In the 1980s, he paired with the incomparable Richard Pryor in See No Evil, Hear No Evil and Stir Crazy, and directed The Woman in Red and Haunted Honeymoon. He would continue to work into the 1990s and, even more sparingly, in the aughts, but following the passing of the brilliant Gilda Radner, his wife, he took a clear step back from the spotlight. That sensitivity, that intense emotional connection to people and the art of making people laugh, could be felt in everything he did. His performances were often weighed by a balance between outsized ambitions and the emotional and physical damage that those ambitions can cause. He was aware of his power and his talent; in fact, that knowledge often fueled his energetic sense of comedic invention.
Despite this, he clearly never took a single laugh for granted, whether he was making a two-episode appearance on Will & Grace or sparring with Mostel. There was empathy and graciousness in everything he did on screen and, from what I can gather, off screen as well. That’s what will remain beyond the notes of the characters he played and the jokes he so expertly heightened through delivery and gesticulation: the warmth of a human who felt everything and saw the humor in everything without losing the very real emotions behind it all.
Variety posted a statement from Wilder’s nephew for the family which you can read below:
“We understand for all the emotional and physical challenges this situation presented we have been among the lucky ones — this illness-pirate, unlike in so many cases, never stole his ability to recognize those that were closest to him, nor took command of his central-gentle-life affirming core personality.

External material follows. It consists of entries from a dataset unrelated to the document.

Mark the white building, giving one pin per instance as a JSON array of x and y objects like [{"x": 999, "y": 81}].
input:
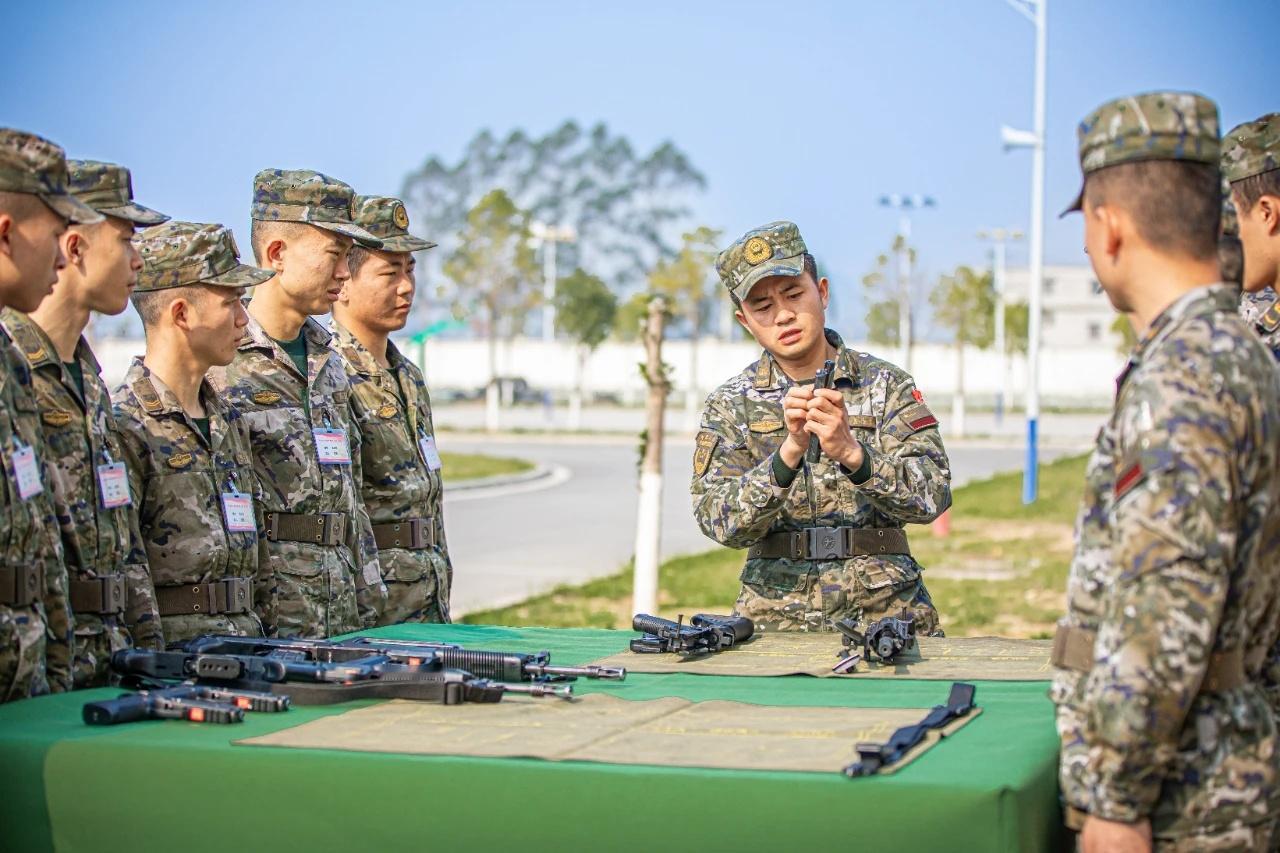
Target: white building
[{"x": 1077, "y": 311}]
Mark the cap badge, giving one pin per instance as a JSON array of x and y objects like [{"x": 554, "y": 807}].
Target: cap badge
[{"x": 757, "y": 251}]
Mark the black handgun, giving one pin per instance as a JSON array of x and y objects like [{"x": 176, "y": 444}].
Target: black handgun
[
  {"x": 821, "y": 379},
  {"x": 704, "y": 633}
]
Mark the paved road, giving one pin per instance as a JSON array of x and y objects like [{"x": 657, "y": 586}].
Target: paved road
[{"x": 580, "y": 524}]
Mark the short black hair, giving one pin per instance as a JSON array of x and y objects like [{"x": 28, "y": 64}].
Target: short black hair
[
  {"x": 1176, "y": 204},
  {"x": 1247, "y": 191},
  {"x": 263, "y": 231}
]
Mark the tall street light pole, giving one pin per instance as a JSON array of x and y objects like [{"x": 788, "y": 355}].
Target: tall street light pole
[
  {"x": 905, "y": 205},
  {"x": 999, "y": 237},
  {"x": 548, "y": 236},
  {"x": 1033, "y": 10}
]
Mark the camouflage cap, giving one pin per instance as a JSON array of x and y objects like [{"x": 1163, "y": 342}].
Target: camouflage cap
[
  {"x": 108, "y": 188},
  {"x": 301, "y": 195},
  {"x": 190, "y": 252},
  {"x": 776, "y": 249},
  {"x": 1155, "y": 126},
  {"x": 35, "y": 165},
  {"x": 385, "y": 218},
  {"x": 1252, "y": 147}
]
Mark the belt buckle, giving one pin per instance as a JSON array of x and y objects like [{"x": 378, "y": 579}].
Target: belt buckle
[
  {"x": 826, "y": 543},
  {"x": 113, "y": 594},
  {"x": 333, "y": 528}
]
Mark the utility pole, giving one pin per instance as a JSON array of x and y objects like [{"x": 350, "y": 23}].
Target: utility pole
[
  {"x": 547, "y": 236},
  {"x": 999, "y": 237},
  {"x": 905, "y": 204},
  {"x": 644, "y": 584},
  {"x": 1033, "y": 10}
]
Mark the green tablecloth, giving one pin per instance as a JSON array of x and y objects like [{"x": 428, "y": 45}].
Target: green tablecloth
[{"x": 183, "y": 787}]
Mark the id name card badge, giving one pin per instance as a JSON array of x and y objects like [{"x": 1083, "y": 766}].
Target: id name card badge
[
  {"x": 26, "y": 471},
  {"x": 113, "y": 479},
  {"x": 238, "y": 512},
  {"x": 432, "y": 456},
  {"x": 332, "y": 446}
]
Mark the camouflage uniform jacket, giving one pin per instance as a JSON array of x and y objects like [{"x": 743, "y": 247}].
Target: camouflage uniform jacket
[
  {"x": 737, "y": 501},
  {"x": 1261, "y": 313},
  {"x": 35, "y": 639},
  {"x": 179, "y": 479},
  {"x": 1170, "y": 568},
  {"x": 97, "y": 542},
  {"x": 394, "y": 415},
  {"x": 320, "y": 591}
]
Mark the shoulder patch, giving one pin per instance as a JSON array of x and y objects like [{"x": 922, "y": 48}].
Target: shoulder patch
[
  {"x": 764, "y": 425},
  {"x": 179, "y": 461},
  {"x": 918, "y": 418},
  {"x": 55, "y": 418},
  {"x": 1270, "y": 319},
  {"x": 265, "y": 397},
  {"x": 705, "y": 443}
]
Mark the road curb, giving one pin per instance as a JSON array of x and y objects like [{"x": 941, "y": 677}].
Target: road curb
[{"x": 540, "y": 471}]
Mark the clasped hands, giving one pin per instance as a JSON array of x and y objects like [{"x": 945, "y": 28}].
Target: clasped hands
[{"x": 818, "y": 413}]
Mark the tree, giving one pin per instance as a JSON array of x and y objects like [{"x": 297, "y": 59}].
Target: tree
[
  {"x": 964, "y": 302},
  {"x": 494, "y": 270},
  {"x": 585, "y": 309},
  {"x": 625, "y": 205},
  {"x": 885, "y": 323},
  {"x": 684, "y": 281}
]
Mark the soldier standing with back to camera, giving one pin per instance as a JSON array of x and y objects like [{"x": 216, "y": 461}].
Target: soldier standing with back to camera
[
  {"x": 110, "y": 587},
  {"x": 824, "y": 539},
  {"x": 1166, "y": 737}
]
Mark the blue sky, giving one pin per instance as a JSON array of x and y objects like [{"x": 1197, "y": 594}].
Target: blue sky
[{"x": 799, "y": 110}]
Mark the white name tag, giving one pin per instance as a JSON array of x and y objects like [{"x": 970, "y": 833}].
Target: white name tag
[
  {"x": 332, "y": 446},
  {"x": 113, "y": 479},
  {"x": 430, "y": 455},
  {"x": 26, "y": 471},
  {"x": 238, "y": 512}
]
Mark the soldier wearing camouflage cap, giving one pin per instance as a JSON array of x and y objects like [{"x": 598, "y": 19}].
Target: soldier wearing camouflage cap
[
  {"x": 292, "y": 391},
  {"x": 1166, "y": 738},
  {"x": 1251, "y": 163},
  {"x": 402, "y": 486},
  {"x": 110, "y": 587},
  {"x": 187, "y": 450},
  {"x": 36, "y": 626},
  {"x": 824, "y": 538}
]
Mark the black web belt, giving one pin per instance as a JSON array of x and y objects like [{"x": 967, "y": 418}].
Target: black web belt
[
  {"x": 830, "y": 543},
  {"x": 874, "y": 756}
]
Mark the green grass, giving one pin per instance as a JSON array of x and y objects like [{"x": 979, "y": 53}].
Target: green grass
[
  {"x": 1002, "y": 570},
  {"x": 469, "y": 466}
]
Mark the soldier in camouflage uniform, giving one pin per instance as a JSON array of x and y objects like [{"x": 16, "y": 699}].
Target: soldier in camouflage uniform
[
  {"x": 188, "y": 451},
  {"x": 36, "y": 626},
  {"x": 293, "y": 395},
  {"x": 1251, "y": 162},
  {"x": 402, "y": 486},
  {"x": 824, "y": 539},
  {"x": 1166, "y": 737},
  {"x": 110, "y": 588}
]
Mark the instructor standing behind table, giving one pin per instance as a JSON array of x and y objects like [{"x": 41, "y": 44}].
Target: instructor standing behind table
[{"x": 824, "y": 539}]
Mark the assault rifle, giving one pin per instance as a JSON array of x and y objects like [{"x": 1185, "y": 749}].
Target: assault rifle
[
  {"x": 704, "y": 634},
  {"x": 193, "y": 702},
  {"x": 498, "y": 666},
  {"x": 324, "y": 683},
  {"x": 885, "y": 638}
]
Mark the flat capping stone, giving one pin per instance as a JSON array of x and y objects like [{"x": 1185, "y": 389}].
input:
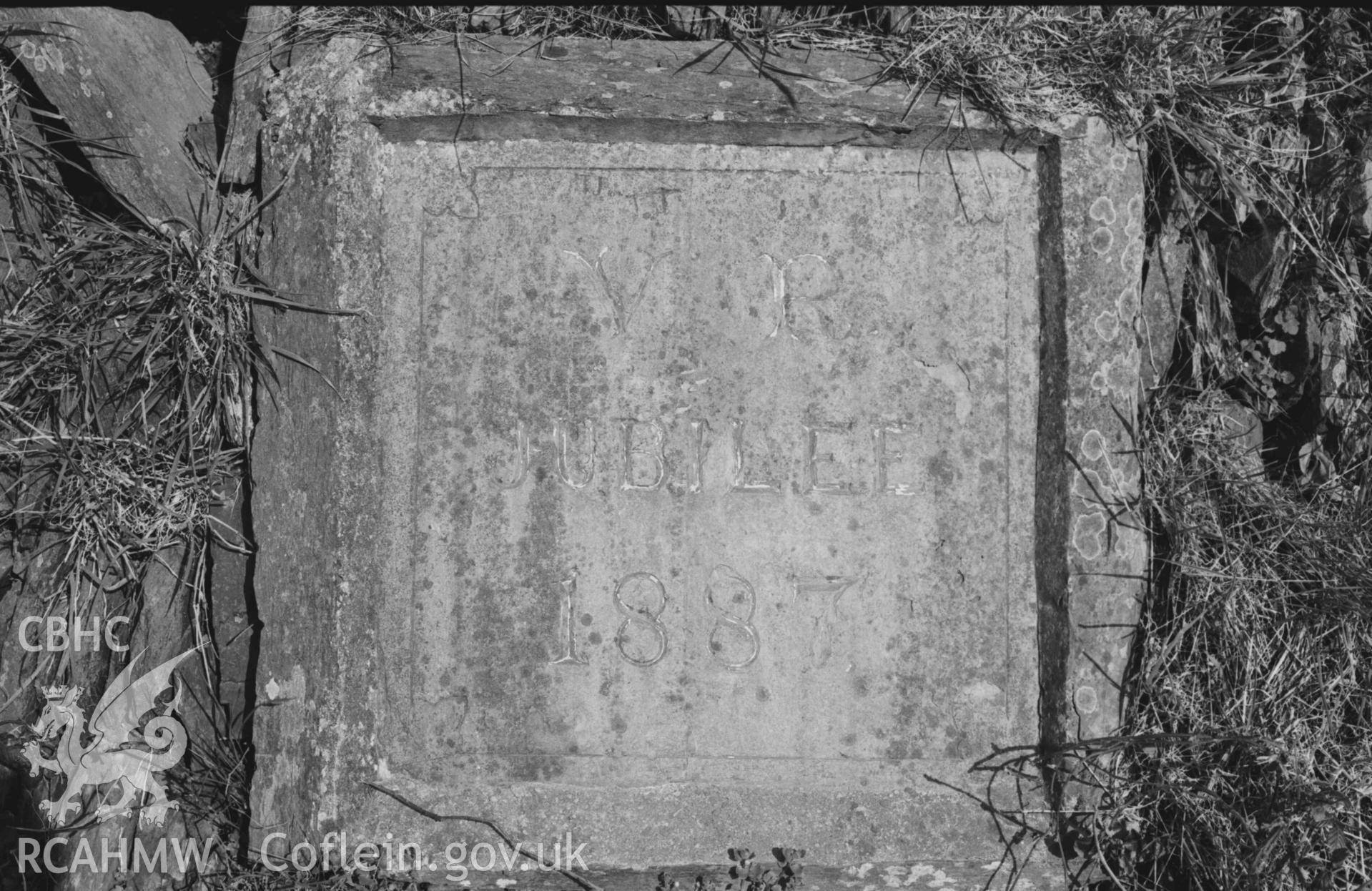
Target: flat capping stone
[
  {"x": 706, "y": 92},
  {"x": 470, "y": 128}
]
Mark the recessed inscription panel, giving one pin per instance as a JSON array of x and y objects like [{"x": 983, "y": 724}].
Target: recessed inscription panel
[{"x": 722, "y": 467}]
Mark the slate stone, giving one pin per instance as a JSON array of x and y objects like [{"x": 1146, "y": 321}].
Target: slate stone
[{"x": 131, "y": 82}]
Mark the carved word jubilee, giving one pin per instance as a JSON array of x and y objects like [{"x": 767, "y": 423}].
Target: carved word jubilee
[{"x": 645, "y": 467}]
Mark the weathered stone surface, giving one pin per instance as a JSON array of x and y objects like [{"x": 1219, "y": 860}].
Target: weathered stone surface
[
  {"x": 1092, "y": 546},
  {"x": 129, "y": 82},
  {"x": 606, "y": 531}
]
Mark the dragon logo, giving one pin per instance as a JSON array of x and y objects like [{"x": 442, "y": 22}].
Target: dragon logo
[{"x": 112, "y": 757}]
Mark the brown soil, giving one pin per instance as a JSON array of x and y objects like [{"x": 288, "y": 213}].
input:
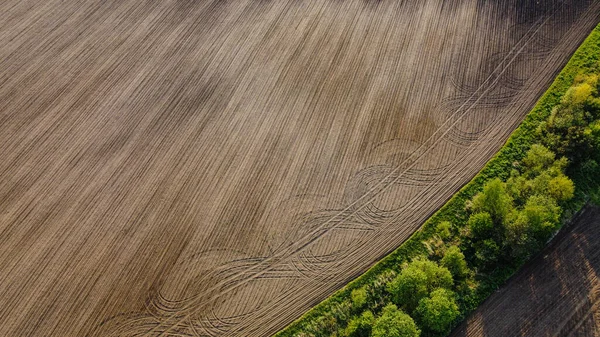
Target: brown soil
[
  {"x": 555, "y": 294},
  {"x": 215, "y": 168}
]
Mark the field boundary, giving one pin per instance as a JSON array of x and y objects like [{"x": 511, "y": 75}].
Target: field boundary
[{"x": 499, "y": 166}]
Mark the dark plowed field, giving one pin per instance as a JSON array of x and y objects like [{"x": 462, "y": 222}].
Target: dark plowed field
[
  {"x": 556, "y": 294},
  {"x": 216, "y": 167}
]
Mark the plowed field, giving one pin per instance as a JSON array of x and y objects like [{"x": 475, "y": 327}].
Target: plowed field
[
  {"x": 555, "y": 294},
  {"x": 217, "y": 167}
]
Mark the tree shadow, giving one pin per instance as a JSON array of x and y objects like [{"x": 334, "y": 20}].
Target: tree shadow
[{"x": 555, "y": 294}]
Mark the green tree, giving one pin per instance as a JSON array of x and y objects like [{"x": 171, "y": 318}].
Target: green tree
[
  {"x": 454, "y": 260},
  {"x": 481, "y": 226},
  {"x": 538, "y": 158},
  {"x": 394, "y": 323},
  {"x": 487, "y": 252},
  {"x": 561, "y": 188},
  {"x": 438, "y": 312},
  {"x": 359, "y": 298},
  {"x": 495, "y": 200},
  {"x": 416, "y": 281},
  {"x": 443, "y": 230},
  {"x": 542, "y": 216},
  {"x": 360, "y": 326}
]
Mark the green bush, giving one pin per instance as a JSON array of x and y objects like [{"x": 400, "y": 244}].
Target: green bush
[
  {"x": 525, "y": 215},
  {"x": 455, "y": 261},
  {"x": 416, "y": 281},
  {"x": 437, "y": 312},
  {"x": 394, "y": 323}
]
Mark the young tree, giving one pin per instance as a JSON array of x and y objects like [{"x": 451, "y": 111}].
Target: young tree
[
  {"x": 538, "y": 159},
  {"x": 443, "y": 230},
  {"x": 481, "y": 226},
  {"x": 542, "y": 216},
  {"x": 439, "y": 311},
  {"x": 359, "y": 298},
  {"x": 561, "y": 188},
  {"x": 360, "y": 326},
  {"x": 416, "y": 281},
  {"x": 454, "y": 260},
  {"x": 394, "y": 323},
  {"x": 495, "y": 200}
]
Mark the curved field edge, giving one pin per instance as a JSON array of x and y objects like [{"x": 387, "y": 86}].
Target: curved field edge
[{"x": 582, "y": 61}]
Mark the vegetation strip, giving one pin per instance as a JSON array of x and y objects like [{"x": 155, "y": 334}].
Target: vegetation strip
[{"x": 489, "y": 228}]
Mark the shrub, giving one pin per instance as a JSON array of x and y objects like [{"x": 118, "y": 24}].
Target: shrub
[
  {"x": 494, "y": 200},
  {"x": 454, "y": 260},
  {"x": 394, "y": 323},
  {"x": 416, "y": 281},
  {"x": 439, "y": 311},
  {"x": 360, "y": 326},
  {"x": 359, "y": 298}
]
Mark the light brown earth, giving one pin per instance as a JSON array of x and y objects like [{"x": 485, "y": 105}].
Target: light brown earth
[
  {"x": 217, "y": 167},
  {"x": 555, "y": 294}
]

The decision to wait until this time to disclose his condition wasn’t vanity, but more so that the countless young children that would smile or call out to him “there’s Willy Wonka,” would not have to be then exposed to an adult referencing illness or trouble and causing delight to travel to worry, disappointment or confusion. He simply couldn’t bear the idea of one less smile in the world. He continued to enjoy art, music, and kissing with his leading lady of the last twenty-five years, Karen. He danced down a church aisle at a wedding as parent of the groom and ring bearer, held countless afternoon movie western marathons and delighted in the the company of beloved ones.”